Hamel's blunt take is that "the single biggest thing teams can do to speed up their eval program is build a custom data viewer" [1]. The teams that do this iterate ten times faster than the teams that rely on vendor UIs or, worse, raw JSON. The reason is friction. Every second of friction in reading a trace compounds across the hundreds of traces a working program reads each week.
Vendor viewers solve a different problem from yours. They are built to be generic across products. Your viewer is built to be specific to your product, your trace schema, and your annotators. Three custom features can save you twenty minutes a session.
Why a custom viewer beats a vendor UI
The vendor viewers (Langfuse, Phoenix, Braintrust, LangSmith) are good general-purpose tools and the right place to log traces. They lose to a custom viewer for reading traces in your product for three reasons.
First, the schema is generic. The vendor knows about spans and inputs and outputs; it does not know that the second tool call in a recipe-bot trace is the dietary-restriction check, or that you want that highlighted in red when the response includes an ingredient on the user's no-go list. Your viewer can [2].
Second, the layout is not optimized for your read pattern. The vendor view defaults to a single trace at a time, with nested JSON for tool calls. You read traces twenty per minute and need side-by-side, expanded tool I/O, and one-keystroke pass/fail. Building that in the vendor UI is either impossible or an enterprise feature.
Third, annotation lives in the vendor. If you want the labels to flow back into a CSV or a notebook for analysis, every vendor has a different export shape and a different rate limit. A custom viewer that writes to a single Parquet file ends the export problem.
The custom viewer is not a replacement for the vendor's observability stack.
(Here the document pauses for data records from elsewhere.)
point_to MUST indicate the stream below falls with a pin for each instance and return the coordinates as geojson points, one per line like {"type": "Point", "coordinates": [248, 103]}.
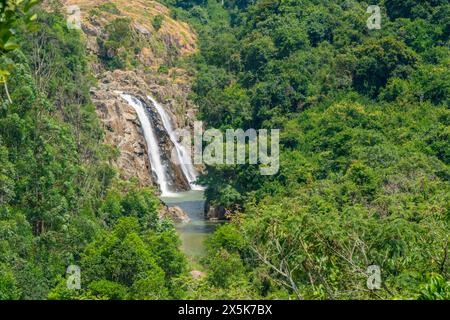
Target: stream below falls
{"type": "Point", "coordinates": [194, 233]}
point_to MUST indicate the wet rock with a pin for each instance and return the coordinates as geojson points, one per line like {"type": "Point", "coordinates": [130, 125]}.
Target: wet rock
{"type": "Point", "coordinates": [197, 274]}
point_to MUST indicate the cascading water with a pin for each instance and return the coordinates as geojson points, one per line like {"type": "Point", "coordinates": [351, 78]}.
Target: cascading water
{"type": "Point", "coordinates": [184, 157]}
{"type": "Point", "coordinates": [192, 202]}
{"type": "Point", "coordinates": [152, 143]}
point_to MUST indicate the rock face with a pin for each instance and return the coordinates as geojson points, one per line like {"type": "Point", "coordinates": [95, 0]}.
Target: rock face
{"type": "Point", "coordinates": [176, 214]}
{"type": "Point", "coordinates": [122, 126]}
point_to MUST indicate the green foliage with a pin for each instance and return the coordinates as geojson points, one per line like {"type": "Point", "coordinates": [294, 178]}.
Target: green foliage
{"type": "Point", "coordinates": [157, 22]}
{"type": "Point", "coordinates": [60, 201]}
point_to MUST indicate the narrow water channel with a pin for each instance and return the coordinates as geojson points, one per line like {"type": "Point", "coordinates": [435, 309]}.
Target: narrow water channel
{"type": "Point", "coordinates": [194, 233]}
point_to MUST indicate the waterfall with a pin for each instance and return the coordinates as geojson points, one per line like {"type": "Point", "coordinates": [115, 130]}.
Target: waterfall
{"type": "Point", "coordinates": [152, 143]}
{"type": "Point", "coordinates": [183, 155]}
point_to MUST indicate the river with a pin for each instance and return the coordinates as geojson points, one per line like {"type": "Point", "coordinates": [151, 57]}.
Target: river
{"type": "Point", "coordinates": [194, 233]}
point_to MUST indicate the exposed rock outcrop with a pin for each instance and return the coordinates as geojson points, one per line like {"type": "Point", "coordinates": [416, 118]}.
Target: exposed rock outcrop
{"type": "Point", "coordinates": [215, 212]}
{"type": "Point", "coordinates": [123, 130]}
{"type": "Point", "coordinates": [120, 120]}
{"type": "Point", "coordinates": [176, 214]}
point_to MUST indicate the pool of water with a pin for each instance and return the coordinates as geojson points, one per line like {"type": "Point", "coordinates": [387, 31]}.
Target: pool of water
{"type": "Point", "coordinates": [194, 233]}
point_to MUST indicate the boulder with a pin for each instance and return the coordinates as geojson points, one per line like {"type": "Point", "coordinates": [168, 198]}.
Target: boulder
{"type": "Point", "coordinates": [176, 214]}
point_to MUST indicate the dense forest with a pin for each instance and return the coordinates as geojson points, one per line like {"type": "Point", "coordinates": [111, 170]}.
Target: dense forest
{"type": "Point", "coordinates": [61, 203]}
{"type": "Point", "coordinates": [364, 173]}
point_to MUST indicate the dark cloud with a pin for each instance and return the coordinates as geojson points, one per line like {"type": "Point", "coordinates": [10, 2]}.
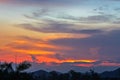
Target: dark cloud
{"type": "Point", "coordinates": [108, 45]}
{"type": "Point", "coordinates": [59, 28]}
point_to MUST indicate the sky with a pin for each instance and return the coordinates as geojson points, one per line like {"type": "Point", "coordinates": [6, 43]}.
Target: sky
{"type": "Point", "coordinates": [61, 34]}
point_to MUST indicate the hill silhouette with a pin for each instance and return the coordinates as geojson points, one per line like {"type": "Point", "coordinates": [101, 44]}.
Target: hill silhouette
{"type": "Point", "coordinates": [8, 73]}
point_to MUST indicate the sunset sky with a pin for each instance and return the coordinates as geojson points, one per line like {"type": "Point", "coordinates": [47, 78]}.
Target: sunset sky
{"type": "Point", "coordinates": [61, 34]}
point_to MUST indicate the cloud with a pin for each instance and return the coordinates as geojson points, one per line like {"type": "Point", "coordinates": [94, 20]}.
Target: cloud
{"type": "Point", "coordinates": [34, 59]}
{"type": "Point", "coordinates": [107, 45]}
{"type": "Point", "coordinates": [43, 2]}
{"type": "Point", "coordinates": [59, 28]}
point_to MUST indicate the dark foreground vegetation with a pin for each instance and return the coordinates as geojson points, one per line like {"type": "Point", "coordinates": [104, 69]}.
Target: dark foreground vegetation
{"type": "Point", "coordinates": [8, 72]}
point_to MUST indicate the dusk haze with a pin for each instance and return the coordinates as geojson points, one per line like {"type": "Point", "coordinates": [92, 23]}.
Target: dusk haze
{"type": "Point", "coordinates": [61, 35]}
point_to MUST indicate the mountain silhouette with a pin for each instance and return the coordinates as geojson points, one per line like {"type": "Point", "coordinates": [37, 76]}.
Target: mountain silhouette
{"type": "Point", "coordinates": [111, 74]}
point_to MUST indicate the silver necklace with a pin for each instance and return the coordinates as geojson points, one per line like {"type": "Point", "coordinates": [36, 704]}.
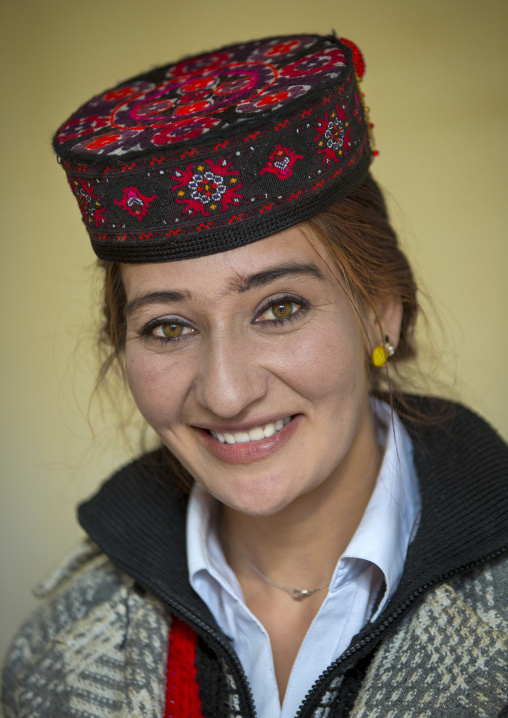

It is the read layer on top of it. The vendor stores; the custom viewer reads. The two together are how a working eval program ships.
NOTE
If a vendor tool gives you the read layer you want out of the box, use it. Phoenix's annotation queues and Braintrust's trace-to-eval-case workflow are real assets in the right team [3] [4]. The custom viewer is the path of least resistance, not the only path.
The minimum feature set
A useful trace viewer has four properties. Build the four; do not build a fifth until you have used the first four for a month.
flowchart LR
Store["Langfuse / Phoenix / S3 export"] --> Loader["Loader\nparquet/jsonl"]
Loader --> View["Viewer\nside-by-side, copy, filter"]
View --> Note["Annotation\nbinary + critique"]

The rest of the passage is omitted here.